When Dr. Kho opened the abdomen of Mrs. Villegas she found a "foreign body" looked like a piece of a
"rubber glove". . . and which is [sic] also "rubber-drain like". . . . It could have been a torn section of a
surgeon's gloves or could have come from other sources. And this foreign body was the cause of the
infection of the ovaries and consequently of all the discomfort suffered by Mrs. Villegas after her
delivery on September 21, 1988.



ISSUE: Whether or not a doctor may be held liable for damages for alleged negligence in the conduct of
an operation on the ground of finding a foreign object inside the body of the patient in a subsequent
operation.

HELD:
Yes. The rule of res ipsa loquitur comes to fore. This Court has had occasion to delve into the nature and
operation of this doctrine:

This doctrine [res ipsa loquitur] is stated thus: "Where the thing which causes injury is
shown to be under the management of the defendant, and the accident is such as in the
ordinary course of things does not happen in those who have the management use
proper care, it affords reasonable evidence, in the absence of an explanation by the
defendant, that the accident arose from want of care.

In the instant case, all the requisites for recourse to the doctrine are present. First, the entire
proceedings of the caesarean section were under the exclusive control of Dr. Batiquin. In this light, the
private respondents were bereft of direct evidence as to the actual culprit or the exact cause of the
foreign object finding its way into private respondent Villegas's body, which, needless to say, does not
occur unless through the intersection of negligence. Second, since aside from the caesarean section,
private respondent Villegas underwent no other operation which could have caused the offending piece
of rubber to appear in her uterus, it stands to reason that such could only have been a by-product of the
caesarean section performed by Dr. Batiquin. The petitioners, in this regard, failed to overcome the
presumption of negligence arising from resort to the doctrine of res ipsa loquitur. Dr. Batiquin is
therefore liable for negligently leaving behind a piece of rubber in private respondent Villegas's
abdomen and for all the adverse effects thereof.

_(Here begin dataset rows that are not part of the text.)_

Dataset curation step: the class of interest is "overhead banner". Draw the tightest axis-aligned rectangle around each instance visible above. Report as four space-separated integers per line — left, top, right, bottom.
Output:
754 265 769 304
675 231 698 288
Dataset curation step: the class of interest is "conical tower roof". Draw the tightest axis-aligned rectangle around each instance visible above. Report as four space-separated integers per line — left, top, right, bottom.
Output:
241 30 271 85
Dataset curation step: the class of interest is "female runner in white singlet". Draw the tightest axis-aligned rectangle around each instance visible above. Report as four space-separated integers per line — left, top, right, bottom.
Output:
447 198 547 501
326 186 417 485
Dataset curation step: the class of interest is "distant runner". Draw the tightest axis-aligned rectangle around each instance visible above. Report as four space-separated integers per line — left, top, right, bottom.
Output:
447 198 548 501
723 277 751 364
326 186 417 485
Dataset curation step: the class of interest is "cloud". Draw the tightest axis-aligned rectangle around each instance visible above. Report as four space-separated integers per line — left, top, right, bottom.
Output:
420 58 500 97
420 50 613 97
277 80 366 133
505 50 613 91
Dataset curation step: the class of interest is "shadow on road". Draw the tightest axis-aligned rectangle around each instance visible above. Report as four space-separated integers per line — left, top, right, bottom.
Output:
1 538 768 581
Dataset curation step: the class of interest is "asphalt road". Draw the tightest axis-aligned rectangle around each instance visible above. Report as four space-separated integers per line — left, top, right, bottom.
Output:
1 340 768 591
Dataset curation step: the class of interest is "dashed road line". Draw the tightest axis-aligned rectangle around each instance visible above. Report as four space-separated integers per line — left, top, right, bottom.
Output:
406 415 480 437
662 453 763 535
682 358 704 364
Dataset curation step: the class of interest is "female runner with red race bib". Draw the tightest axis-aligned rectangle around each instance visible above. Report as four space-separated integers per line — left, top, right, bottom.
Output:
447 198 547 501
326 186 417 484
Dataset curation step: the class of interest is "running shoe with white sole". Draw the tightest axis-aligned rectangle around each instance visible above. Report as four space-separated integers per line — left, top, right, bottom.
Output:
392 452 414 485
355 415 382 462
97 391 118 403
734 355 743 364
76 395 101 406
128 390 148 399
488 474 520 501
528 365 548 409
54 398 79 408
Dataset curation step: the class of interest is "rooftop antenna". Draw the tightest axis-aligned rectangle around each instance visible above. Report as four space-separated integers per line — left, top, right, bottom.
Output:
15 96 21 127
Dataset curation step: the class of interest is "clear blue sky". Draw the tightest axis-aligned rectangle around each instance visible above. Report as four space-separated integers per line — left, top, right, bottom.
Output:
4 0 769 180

As a final word, this Court reiterates its recognition of the vital role the medical profession plays in the
lives of the people,

and the State's compelling interest to enact measures to protect the public from
"the potentially deadly effects of incompetence and ignorance in those who would undertake to treat
our bodies and minds for disease or trauma."

Indeed, a physician is bound to serve the interest of his
patients "with the greatest of solicitude, giving them always his best talent and skill." Through her
tortious conduct, the petitioner endangered the life of Flotilde Villegas, in violation of her profession's
rigid ethical code and in contravention of the legal standards set forth for professionals, in general, and
members of the medical profession, in particular.